I just answered an ask on my Tumblr thingy that has helped me feel better, and I wanted to put it here, so it’s easy for me to find again the next time I need it:
Q: what can I do to bring myself out of depression?
So I’m having a tough day today, and I know that it’s my mental illness taking small things that most people can probably roll past, and blowing them up into one giant lead apron of I CAN’T EVEN.
Knowing that and accepting it doesn’t make it go away, but it does give me a little bit of light in this darkness, to help me eventually find the exit.
We have to remind ourselves that Depression Lies, and one of the things it does, to keep itself strong and in charge, is tell us lies, like: I am the worst at everything. Nobody really likes me. I don’t deserve to be happy. This will never end. And so on and so on. We can know, in our rational minds, that this is a giant bunch of bullshit (and we can look at all these times in our lives when were WERE good at a thing, when we genuinely felt happy, when we felt awful but got through it, etc.) but in the moment, it can be a serious challenge to wait for Depression to lift the roadblock that’s keeping us from moving those facts from our rational mind to our emotional selves.
And that’s the thing about Depression: we can’t force it to go away. As I’ve said, if I could just “stop feeling sad” I WOULD. (And, also, Depression isn’t just feeling sad, right? It’s a lot of things together than can manifest themselves into something that is most easily simplified into “I feel sad.”)
So another step in our self care is to be gentle with ourselves. Depression is beating up on us already, and we don’t need to help it out. Give yourself permission to acknowledge that you’re feeling terrible (or bad, or whatever it is you are feeling), and then do a little thing, just one single thing, that you probably don’t feel like doing, but I PROMISE you will help. Some of those things are:
- Take a shower.
- Eat a nutritious meal.
- Take a walk outside (even if it’s literally to the corner and back).
- Do something – throw a ball, play tug of war, give belly rubs – with a dog. Just about any activity with my dogs, even if it’s just a snuggle on the couch for a few minutes, helps me.
- Do five minutes of yoga stretching.
- Listen to a guided meditation and follow along as best as you can.
Finally, please trust me and know that this shitty, awful, overwhelming, terrible way you feel IS NOT FOREVER. It will get better. It always gets better. You are not alone in this fight, and you are OK.
You can ALWAYS talk to a mental health professional, too, if you have any thoughts of self-harm or feel hopeless. Some free and anonymous resources are:
- NAMI’s helpline: 800-950-6264
- OK 2 Talk: http://ok2talk.org/
- National Suicide Prevention Lifeline – Call 800-273-TALK (8255)

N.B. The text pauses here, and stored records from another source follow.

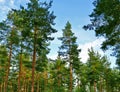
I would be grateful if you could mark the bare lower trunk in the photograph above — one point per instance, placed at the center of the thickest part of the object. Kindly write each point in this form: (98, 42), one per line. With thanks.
(8, 69)
(20, 68)
(71, 78)
(38, 83)
(34, 61)
(94, 86)
(100, 84)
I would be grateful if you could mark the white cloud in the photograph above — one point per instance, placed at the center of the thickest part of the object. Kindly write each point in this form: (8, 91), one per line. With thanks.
(84, 47)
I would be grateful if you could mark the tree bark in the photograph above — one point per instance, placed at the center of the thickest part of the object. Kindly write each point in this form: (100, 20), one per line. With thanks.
(100, 84)
(20, 69)
(34, 60)
(71, 78)
(94, 86)
(8, 68)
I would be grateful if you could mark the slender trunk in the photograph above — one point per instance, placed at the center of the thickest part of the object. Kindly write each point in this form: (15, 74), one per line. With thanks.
(71, 78)
(100, 84)
(38, 83)
(45, 80)
(20, 69)
(38, 86)
(94, 86)
(1, 87)
(8, 68)
(59, 77)
(34, 60)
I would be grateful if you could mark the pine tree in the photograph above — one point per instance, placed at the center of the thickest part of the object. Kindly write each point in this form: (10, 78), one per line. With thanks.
(69, 51)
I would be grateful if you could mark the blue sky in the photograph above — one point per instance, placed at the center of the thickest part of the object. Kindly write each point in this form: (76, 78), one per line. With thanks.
(74, 11)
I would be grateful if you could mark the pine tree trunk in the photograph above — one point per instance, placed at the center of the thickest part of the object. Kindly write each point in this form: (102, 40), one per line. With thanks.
(100, 84)
(94, 86)
(45, 80)
(71, 78)
(20, 68)
(38, 83)
(8, 68)
(59, 78)
(34, 60)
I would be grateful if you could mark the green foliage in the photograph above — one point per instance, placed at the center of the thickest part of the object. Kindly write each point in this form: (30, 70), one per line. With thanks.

- Crisis Text Line – Text NAMI to 741-741
Check in with me in a few days and let me know how you’re doing, okay?
For myself, today: I am getting off Twitter for at least the rest of today, and maybe until the end of the weekend. I am walking myself and my dogs. I am meditating. I am making sure I eat a nutritious lunch AND dinner (go me!). And I’m going to accept that, at this moment, my creative well is dry. It will refill in its own time, and I have to accept that I can’t force it.